The Scottish Government yesterday announced an additional £4.9m was being allocated to the health board over the next financial year in an bid to address pressures such as the rising cost of new drugs.
But union chiefs said the extra cash would do little to tackle the £70m funding gap facing the health authority.
Tom Waterson, Unison branch secretary, said while the cash pot was welcome it would do little to relieve the financial strain on NHS Lothian.
And he said health bosses needed to “look again” at their spending priorities.
“This [money] is absolutely a drop in the ocean,” he said.
“Any extra funding is welcome, but we currently have a £70m hole in our finances. I suppose every little helps, but it’s going to be extremely difficult to plug that gap.
“NHS Lothian needs to look again at the money it spends on the private sector, and they need to talk to the Scottish Government about the targets that have been set.
The extra cash was announced by the Health Secretary Shona Robison as part of a £65m funding package set aside for health boards across Scotland. It increases NHS Lothian’s budget by more than £37m next year.
Ms Robison insisted the “significant investment” would help alleviate the pressures facing the health service.
She said: “Despite Scotland’s fiscal resource budget being slashed in real terms by ten per cent by Westminster since 2010, we’ve increased the health resource budget by 4.6 per cent in real terms.
“Our NHS services face challenges as a result of the increase in patients, with more complex illnesses, and the rising costs of new drugs.
“This significant investment of £37.7m increases the resources available and will help alleviate these pressures, ensuring our NHS can continue to deliver effective and sustainable care.”

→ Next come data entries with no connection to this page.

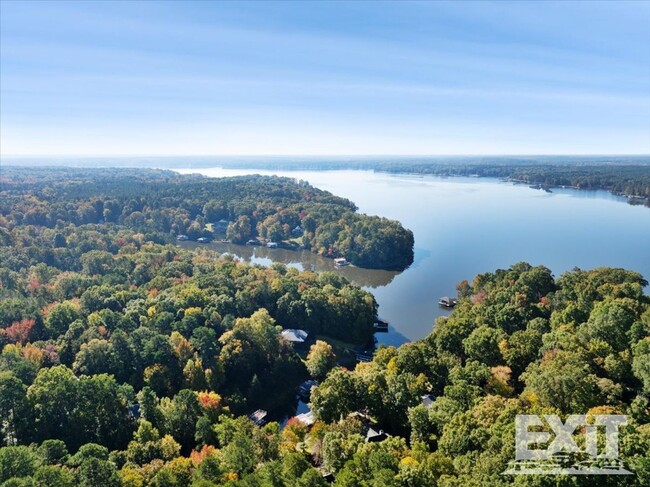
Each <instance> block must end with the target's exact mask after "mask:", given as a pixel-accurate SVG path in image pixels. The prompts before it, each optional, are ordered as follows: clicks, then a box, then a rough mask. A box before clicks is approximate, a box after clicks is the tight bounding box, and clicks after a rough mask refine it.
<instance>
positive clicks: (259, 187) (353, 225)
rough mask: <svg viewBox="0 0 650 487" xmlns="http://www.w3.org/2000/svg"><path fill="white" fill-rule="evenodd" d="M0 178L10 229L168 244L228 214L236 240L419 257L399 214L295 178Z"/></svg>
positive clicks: (85, 172) (411, 234)
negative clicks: (258, 241) (363, 205)
mask: <svg viewBox="0 0 650 487" xmlns="http://www.w3.org/2000/svg"><path fill="white" fill-rule="evenodd" d="M0 183H1V186H0V189H1V193H0V194H1V195H2V199H1V202H0V218H3V219H5V223H6V225H4V226H5V227H6V228H9V229H11V228H13V227H14V226H16V225H35V226H44V227H49V228H63V227H67V226H68V225H69V224H73V225H86V224H103V225H118V226H124V227H127V228H129V229H132V230H135V231H137V232H140V233H142V234H143V235H144V237H145V240H148V241H153V242H157V243H168V242H170V241H172V240H173V239H174V238H175V237H176V236H177V235H187V236H188V237H189V238H191V239H197V238H202V237H212V236H213V235H212V233H211V229H212V228H213V227H210V226H208V224H211V223H216V222H219V221H224V222H227V228H224V230H225V235H223V236H226V237H227V238H228V239H229V240H231V241H233V242H235V243H246V242H247V241H248V240H250V239H257V238H258V237H259V238H263V239H267V240H270V241H274V242H279V243H282V242H284V243H285V245H287V246H295V247H298V246H302V247H304V248H306V249H309V250H312V251H313V252H316V253H318V254H320V255H325V256H328V257H345V258H347V259H348V260H350V261H351V262H352V263H354V264H356V265H358V266H361V267H370V268H386V269H394V270H402V269H404V268H406V267H408V266H409V265H410V264H411V263H412V262H413V234H412V232H411V231H410V230H406V229H404V228H403V227H402V226H401V225H400V223H399V222H396V221H393V220H388V219H386V218H381V217H377V216H368V215H363V214H359V213H357V212H356V210H357V208H356V206H355V205H354V203H352V202H351V201H349V200H347V199H344V198H339V197H337V196H334V195H332V194H331V193H328V192H326V191H322V190H319V189H316V188H313V187H312V186H310V185H309V184H308V183H307V182H305V181H297V180H295V179H290V178H280V177H275V176H274V177H268V176H242V177H234V178H221V179H215V178H206V177H203V176H198V175H191V176H181V175H179V174H177V173H175V172H173V171H166V170H153V169H118V168H110V169H109V168H96V169H80V168H57V167H38V168H37V167H30V168H26V167H4V168H3V170H2V175H1V178H0ZM223 225H224V226H225V225H226V223H223ZM2 226H3V225H0V227H2Z"/></svg>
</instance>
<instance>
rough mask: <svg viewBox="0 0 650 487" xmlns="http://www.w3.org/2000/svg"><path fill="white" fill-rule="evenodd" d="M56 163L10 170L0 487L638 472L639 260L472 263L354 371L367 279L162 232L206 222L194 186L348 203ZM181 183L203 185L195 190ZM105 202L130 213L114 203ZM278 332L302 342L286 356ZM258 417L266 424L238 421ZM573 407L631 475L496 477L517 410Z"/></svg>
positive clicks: (265, 200) (639, 396) (530, 482)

Susan Goldsmith, director of finance at NHS Lothian, said: “Like other health boards, NHS Lothian is facing continued financial pressures in relation to the rising costs of new drugs.
“This funding will help alleviate that pressure and allow us to continue to deliver effective care to patients.”
A rising population and soaring drug prices are among the factors stretching Edinburgh’s health budget to breaking point. Last month, health leaders insisted they were hopeful the current £9.4m overspend could be clawed back – but warned drastic cost-cutting measures may be necessary to ensure patients receive the same level of care in future.